Paternalism is the use of coercion to force people to do or refrain from something against their will for their own good. Liberals of all stripes generally reject paternalism for reasons most lucidly laid out in J.S. Mill’s masterpiece On Liberty. First, we assume the individual is the best judge of her own good. Second, whether or not the individual is the best judge of her own good, we rightly doubt that another individual (or assembly thereof) has the legitimate moral authority to substitute their judgment for the individual’s by force — especially in light of widespread disagreement about the nature of a good life. Third, truth is hard to come by, and none of us can be fully certain we’ve pinned it down. Allowing people to act on diverse opinions about morality (or rationality) broadens the search for truth about good lives by setting up a decentralized system of social laboratories where experiments in living succeed or fail in plain view. So, unless an action harms somebody else, people should be at liberty to satisfy their preferences, whether saintly or sinful, coolly rational or impulsively emotional.

The conceit of the new paternalism is that the state isn’t going to be in the business of telling us which beliefs and desires we are allowed to act on, but will simply nudge people into doing what we wanted to do anyway, but couldn’t manage by ourselves. The idea is that there are things we want to do, but, due to some foible of mind, we are unable to do it without a little outside help. However, the allegedly helpful measures proposed by behavioral economist either aren’t paternalistic at all, or are indistinguishable from bad old fashioned paternalism.

Some of the new so‐​called “soft” paternalistic measures, such as employers helping workers to increase their rate of savings by requiring them to opt out of, rather than opt into, a retirement plan aren’t paternalistic in any sense; that’s a part of a fully voluntary labor contract. And policies like increasing the taxes on cigarettes or fatty foods in order to discourage potentially harmful consumption choices, are straightforwardly paternalistic in the old sense, requiring a one‐​size‐​fits‐​all value judgment about how much and for what reason we should consume certain goods.

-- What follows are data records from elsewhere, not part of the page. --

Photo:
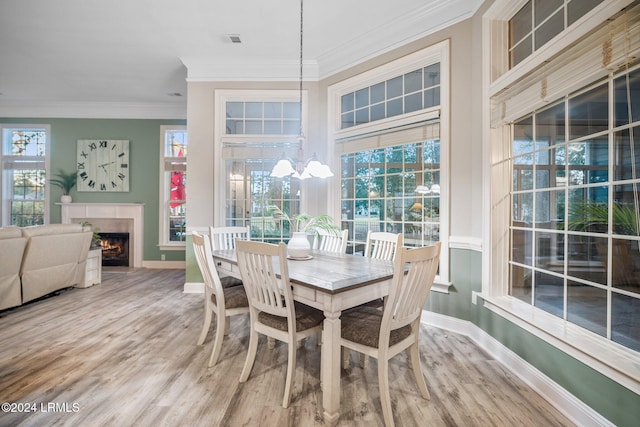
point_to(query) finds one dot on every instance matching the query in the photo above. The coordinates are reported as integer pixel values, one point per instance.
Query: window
(393, 164)
(561, 137)
(541, 20)
(394, 189)
(576, 215)
(259, 128)
(413, 91)
(24, 173)
(173, 170)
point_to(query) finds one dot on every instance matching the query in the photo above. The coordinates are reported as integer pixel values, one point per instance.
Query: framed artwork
(103, 165)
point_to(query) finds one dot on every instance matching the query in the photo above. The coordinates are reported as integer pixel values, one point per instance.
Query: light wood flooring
(124, 353)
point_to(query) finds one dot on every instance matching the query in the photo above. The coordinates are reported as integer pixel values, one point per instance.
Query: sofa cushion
(54, 258)
(42, 230)
(11, 252)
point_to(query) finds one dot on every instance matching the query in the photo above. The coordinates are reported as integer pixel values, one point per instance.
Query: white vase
(298, 246)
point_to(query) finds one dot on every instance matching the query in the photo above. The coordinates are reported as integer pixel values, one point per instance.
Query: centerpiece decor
(300, 226)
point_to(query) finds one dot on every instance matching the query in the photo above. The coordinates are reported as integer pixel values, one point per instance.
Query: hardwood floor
(124, 353)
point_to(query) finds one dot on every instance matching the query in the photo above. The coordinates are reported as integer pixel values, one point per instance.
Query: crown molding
(102, 110)
(201, 70)
(430, 18)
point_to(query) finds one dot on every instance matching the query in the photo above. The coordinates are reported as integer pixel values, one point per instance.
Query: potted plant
(301, 224)
(66, 181)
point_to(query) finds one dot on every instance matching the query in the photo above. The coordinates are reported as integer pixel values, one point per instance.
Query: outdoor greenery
(66, 181)
(304, 222)
(591, 215)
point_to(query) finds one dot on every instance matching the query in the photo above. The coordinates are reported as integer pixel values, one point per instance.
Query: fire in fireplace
(115, 249)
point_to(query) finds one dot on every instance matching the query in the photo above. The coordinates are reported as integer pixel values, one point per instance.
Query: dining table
(332, 283)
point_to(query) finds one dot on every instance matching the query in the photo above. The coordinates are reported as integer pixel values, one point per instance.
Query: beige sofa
(12, 246)
(35, 261)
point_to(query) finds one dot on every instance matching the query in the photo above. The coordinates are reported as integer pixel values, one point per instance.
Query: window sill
(441, 287)
(618, 363)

Those kinds of judgments aren’t the proper work of government. In any case, if you really think people make systematic “mistakes” in judgment and choice, there is no reason to believe that democratic voters –who have less at stake when casting their ballots than when choosing what to have for lunch — will be especially good at populating the government with Spock‐​like rational legislators interested in tweaking cognition through expertly targeted policy rather than with well‐​coiffed primates interested in hoarding status and power.

What category‐​busting neuroscience really brings home is the contingency of the norms, disciplines, and institutions of Reason. As Nobel Prize‐​winning economist Douglass North said in his book Understanding the Process of Economic Change, “much of rational choice is not so much individual cogitation as the embeddedness of the thought process in the larger social and institutional context.” We can’t afford to take that context for granted.

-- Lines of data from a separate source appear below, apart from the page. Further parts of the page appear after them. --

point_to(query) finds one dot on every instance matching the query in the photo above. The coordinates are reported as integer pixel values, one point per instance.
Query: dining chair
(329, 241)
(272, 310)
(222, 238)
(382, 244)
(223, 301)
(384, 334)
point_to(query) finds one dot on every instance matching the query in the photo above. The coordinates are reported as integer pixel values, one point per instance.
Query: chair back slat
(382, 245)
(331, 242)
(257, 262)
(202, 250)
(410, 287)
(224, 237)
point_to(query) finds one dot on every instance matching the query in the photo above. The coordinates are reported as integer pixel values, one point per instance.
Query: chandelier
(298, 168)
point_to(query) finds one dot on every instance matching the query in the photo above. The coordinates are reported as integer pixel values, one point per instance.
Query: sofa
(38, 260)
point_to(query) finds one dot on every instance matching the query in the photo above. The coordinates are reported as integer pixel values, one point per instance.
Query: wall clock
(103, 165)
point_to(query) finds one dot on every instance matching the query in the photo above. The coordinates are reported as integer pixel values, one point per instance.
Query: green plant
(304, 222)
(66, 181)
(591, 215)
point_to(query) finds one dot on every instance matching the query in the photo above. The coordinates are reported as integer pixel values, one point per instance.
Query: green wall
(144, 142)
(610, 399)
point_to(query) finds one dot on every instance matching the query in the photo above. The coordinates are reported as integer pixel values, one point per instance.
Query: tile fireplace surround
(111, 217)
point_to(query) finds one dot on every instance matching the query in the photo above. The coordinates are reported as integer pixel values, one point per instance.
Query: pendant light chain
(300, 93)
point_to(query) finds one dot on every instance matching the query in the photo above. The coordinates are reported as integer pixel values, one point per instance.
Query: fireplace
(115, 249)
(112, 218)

Frictionless, perfectly competitive blackboard markets may fail if blackboard agents aren’t rational by the standards of the blackboard model. But when we find that we are not blackboard rational, we shouldn’t fret about the failure of blackboard markets because there never were any. We should worry instead about the real, rare underpinnings of our amazing prosperity and well‐​being. In the real world — the territory the blackboard fails to accurately map — cultural artifacts like calculators, clocks, mathematical symbol systems, books, Google, street signs, universities, the scientific method, and the market price system work together to enable forms of reason, and forms of life, that could not otherwise exist.

New findings in brain science will certainly help us to improve the technologies of Reason. But our freedom is perhaps the most important of those technologies. So before we get carried away with exciting brain‐​based arguments for paternalism and regulation, we should remember that it’s not rational, in any sense of the word, to burn the ladder you’re climbing.